男性は国元道則さん(67)。球磨川のそばで生まれ育ち、39年前、結婚を機に川から30メートルほどの場所に家を建てた。電子部品会社に勤めて3人の娘を育て上げ、2年前に退職した。早朝に川べりを散歩して、温泉を引いた自宅の風呂につかる。妻と2人の穏やかな老後を楽しんでいた。
その生活は豪雨災害で一変した。7月4日、平屋の自宅は肩の高さほどまで水につかった。妻と近所の人と、物置伝いに隣家の2階の屋根に逃げて助かった。家の中は泥まみれになり、車も家財のほとんども使えなくなった。
約1キロ離れた避難所に身を寄せ、家の片付けを続けている。娘たちが幼かったころ、家の前でバドミントンをしたこと。少し前に娘の一人が孫を連れて泊まりに来て、みんなで雑魚寝したこと。思い出とともに涙がこみ上げてくることもあった。
「おいちゃん」。被災して2週間ほど経った日曜日。片付けをしていたところ、見覚えのある少年と母親が、たくさんのおにぎりや飲み物を持ってやってきた。昨秋に出会った母子だった。
日課の散歩の途中、自宅から2キロほど離れた人吉橋のたもとに、釣り糸を垂れる少年とそれを見守る母親がいた。「ぼく。そこじゃ釣れんよ。おいちゃんが釣れる場所に連れて行こう」。自宅近くのポイントに案内する道すがら、話をした。「魚は好きね」「うん。大好き」「おいちゃんの友達に魚捕りの名人がおる。捕れとったらもらってあげる」。友人を訪ね、大物を10匹ほど分けてもらうと、自宅に立ち寄って氷と一緒に母子に持たせた。

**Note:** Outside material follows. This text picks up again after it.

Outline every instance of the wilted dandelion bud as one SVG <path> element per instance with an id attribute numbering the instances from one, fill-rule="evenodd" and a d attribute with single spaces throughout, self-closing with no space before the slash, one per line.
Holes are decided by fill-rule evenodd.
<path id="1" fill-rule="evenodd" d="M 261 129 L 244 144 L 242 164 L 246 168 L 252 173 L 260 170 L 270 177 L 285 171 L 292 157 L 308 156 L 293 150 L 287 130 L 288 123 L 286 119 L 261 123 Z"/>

少年はその出来事を覚えていた。川から少し離れた場所に住む自分たちは被害を逃れたが、川の近くに住むあのおいちゃんは無事だろうか。心配でたまらず、母に何度も「様子を見に行こう」と相談した。だが、しばらくの間、道路は泥に埋まり、家屋の一部や家財が散乱していた。一帯の復旧作業が進んだ頃合いを見計らい、約3キロの道のりを母と歩いて行った。
国元さんは思いがけない訪問に驚き、名前を聞くこともできないうちに2人は帰っていった。「きちんとお礼を言わなければ」と、住んでいる地域や父親の仕事など、少年から聞いたわずかな手掛かりをもとに学校に問い合わせた。
少年は市立東間小学校4年の犬童雅斗君(9)だった。国元さんからの電話に、雅斗君は「暑い日が続くから、今度はうちわを作って持って行きます」と話した。被災して多くの親切を受けた国元さんだが、雅斗君の心遣いには格別に元気づけられた。
今月5日、再び母の恵美さん(39)とやって来た雅斗君に感謝を伝え、釣りざおを握らせた。天井裏に大切にしまっておいて、難を逃れたものだった。
「おいちゃんからのお返しばい。持ってみて、軽かろう」。釣りざおを手にした雅斗君は「うわー」と声を上げ、笑顔を浮かべた。「落ち着いたら、一緒に釣りに行かなきゃね」と恵美さん。夕暮れ時の川面から、涼やかな風が吹いた。